Look out, too, for local specialities, like the sweet yeasted Sally Lunn cake at The Sally Lunn Shop, 4 North Parade Passage, Bath, or the quintessential Bakewell tart at Bloomers, Matlock Street, Bakewell, Derbyshire. Generally, the further north you go, the better the baking; test the truth of this by sampling the home-baked cakes in the tearooms attached to most National Trust properties. The snag with most of these places will not be the cake or comfort side of the equation, but the coffee.

Finest and most curious of all our native cakes are the Maids of Honour at Newens, 288 Kew Road, Kew Gardens.
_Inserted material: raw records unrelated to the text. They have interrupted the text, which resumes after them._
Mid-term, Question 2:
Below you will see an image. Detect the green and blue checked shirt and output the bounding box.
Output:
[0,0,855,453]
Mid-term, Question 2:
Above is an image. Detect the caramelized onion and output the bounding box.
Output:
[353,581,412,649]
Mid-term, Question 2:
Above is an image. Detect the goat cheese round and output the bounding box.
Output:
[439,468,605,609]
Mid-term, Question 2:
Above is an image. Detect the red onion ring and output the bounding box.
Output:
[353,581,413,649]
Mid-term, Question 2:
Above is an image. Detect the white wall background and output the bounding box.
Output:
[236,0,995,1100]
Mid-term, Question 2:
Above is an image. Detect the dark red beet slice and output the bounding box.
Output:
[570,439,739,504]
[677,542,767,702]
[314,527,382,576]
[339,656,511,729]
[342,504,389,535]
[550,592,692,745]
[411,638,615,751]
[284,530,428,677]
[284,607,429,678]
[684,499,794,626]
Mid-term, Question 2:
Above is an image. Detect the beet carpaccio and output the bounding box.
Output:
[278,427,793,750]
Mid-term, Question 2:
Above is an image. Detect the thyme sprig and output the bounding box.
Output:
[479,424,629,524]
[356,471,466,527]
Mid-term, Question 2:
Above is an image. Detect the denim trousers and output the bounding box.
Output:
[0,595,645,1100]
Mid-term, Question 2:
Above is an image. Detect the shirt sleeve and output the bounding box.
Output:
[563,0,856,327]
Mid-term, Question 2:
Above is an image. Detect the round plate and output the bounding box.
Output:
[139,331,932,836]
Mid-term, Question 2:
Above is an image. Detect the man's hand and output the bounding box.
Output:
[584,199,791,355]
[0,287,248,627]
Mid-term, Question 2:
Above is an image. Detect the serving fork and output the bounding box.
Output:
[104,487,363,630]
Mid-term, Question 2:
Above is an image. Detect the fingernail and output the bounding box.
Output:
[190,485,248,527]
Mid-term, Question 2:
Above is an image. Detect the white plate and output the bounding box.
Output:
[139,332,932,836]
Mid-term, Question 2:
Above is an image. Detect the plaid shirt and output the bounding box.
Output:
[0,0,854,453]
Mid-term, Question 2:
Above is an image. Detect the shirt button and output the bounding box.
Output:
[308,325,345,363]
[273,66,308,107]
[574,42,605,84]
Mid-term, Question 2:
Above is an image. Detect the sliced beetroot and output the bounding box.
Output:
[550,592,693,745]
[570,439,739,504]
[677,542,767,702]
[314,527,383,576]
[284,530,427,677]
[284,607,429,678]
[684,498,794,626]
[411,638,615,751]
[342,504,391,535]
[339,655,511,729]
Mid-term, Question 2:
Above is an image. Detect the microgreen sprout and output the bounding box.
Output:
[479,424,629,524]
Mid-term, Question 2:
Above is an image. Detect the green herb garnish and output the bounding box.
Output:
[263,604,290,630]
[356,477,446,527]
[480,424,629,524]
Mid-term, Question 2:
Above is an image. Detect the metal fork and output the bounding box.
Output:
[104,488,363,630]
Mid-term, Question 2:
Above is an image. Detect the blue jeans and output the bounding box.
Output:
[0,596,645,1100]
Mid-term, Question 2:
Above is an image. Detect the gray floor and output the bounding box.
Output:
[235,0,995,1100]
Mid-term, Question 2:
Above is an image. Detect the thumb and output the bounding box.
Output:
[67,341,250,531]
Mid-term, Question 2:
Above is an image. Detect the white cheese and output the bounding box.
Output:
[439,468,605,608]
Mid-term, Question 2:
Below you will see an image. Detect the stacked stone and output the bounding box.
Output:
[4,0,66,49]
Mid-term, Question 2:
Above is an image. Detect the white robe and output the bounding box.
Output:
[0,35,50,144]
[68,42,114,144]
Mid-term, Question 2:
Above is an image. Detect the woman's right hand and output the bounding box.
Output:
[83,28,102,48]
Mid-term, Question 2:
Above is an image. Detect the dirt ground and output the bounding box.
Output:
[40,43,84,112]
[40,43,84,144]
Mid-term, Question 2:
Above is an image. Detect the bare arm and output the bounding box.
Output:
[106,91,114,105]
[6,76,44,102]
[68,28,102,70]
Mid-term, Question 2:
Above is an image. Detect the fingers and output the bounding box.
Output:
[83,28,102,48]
Here the coffee is reasonable and the room in the English Cosy style, while the cakes are excellent. Unshowy Madeira cakes, sponge cakes and Congress tarts are made to the same recipes as those used by the original owner whose sepia, knickerbockered image hangs above the shop counter. The Maids of Honour are a Tudor survival, puff pastry tartlets with a curd cheese filling made from milk curdled with rennet, and quite delicious.

The usefulness of coffee as a sharpener and cake to boost the blood sugar of sales-shoppers, leads us back to central London in January. Fenwick of New Bond Street serves better-than-average coffee in prosaic surroundings. Across the road, Liberty of Regent Street has a basement coffee shop, this one more 'decorated', in traditional Liberty colours, and the coffee comes in small cafetieres. Beware the horrible queue.

A detour worth making from Oxford Street is to Maison Sagne, 105 Marylebone High Street, a patisserie established over 70 years ago, its walls painted with pillars and rose trees and faded cerulean skies. Coffee arrives in a silver pot, a jug of hot milk with it. The cakes are the work of experts, little short pastry cases filled with honeyed walnuts, thin fragile Florentines and dense chocolate torten.

Over in Knightsbridge, Harrods has various tea and coffee shops within its acreage, but the nicest is the Dress Circle on the second floor: weak cappuccino with sad froth, but excellent sliced cake loaves, also four sorts of muffin, and frosted chocolate brownies. Harvey Nichols has a new cafe on its recently opened Fifth Floor Food Hall. It is the opposite of cosy, with lots of visible rivets and primrose metal plates. The cakes, baked on the premises, are very good and varied - superior Danish pastries, eclairs, flapjacks, lemon meringue tart, chocolate and banana tart. The coffee is disappointing. Espresso arrives looking good in a little lapis blue cup and saucer, with a glass of water, but is neither strong nor hot.

Cross the road to Richoux, 86 Brompton Road, which makes a brave stab at the sumptuous, and succeeds at least in being comfortable - no mean consideration for the serious shopper. It is a bizarre mishmash of styles, with elaborate wallpaper and carpets, tapestried chairs, and, for some unfathomable reason, waitresses in floor-length dresses with frilly aprons. The coffee is rather weak and the cakes unremarkable. A few doors along is Gloriette, 128 Brompton Road. A print of Klimt's The Kiss hangs in the homely upstairs coffee room, and the menu lists Viennese specialities - Linzer hazelnut slices, Esterhazy layer cake, Wiener Apfel Strudel and Sachertorte. Though some of the cakes are less good than others, Gloriette's is authentically gemutlich and serves good strong coffee.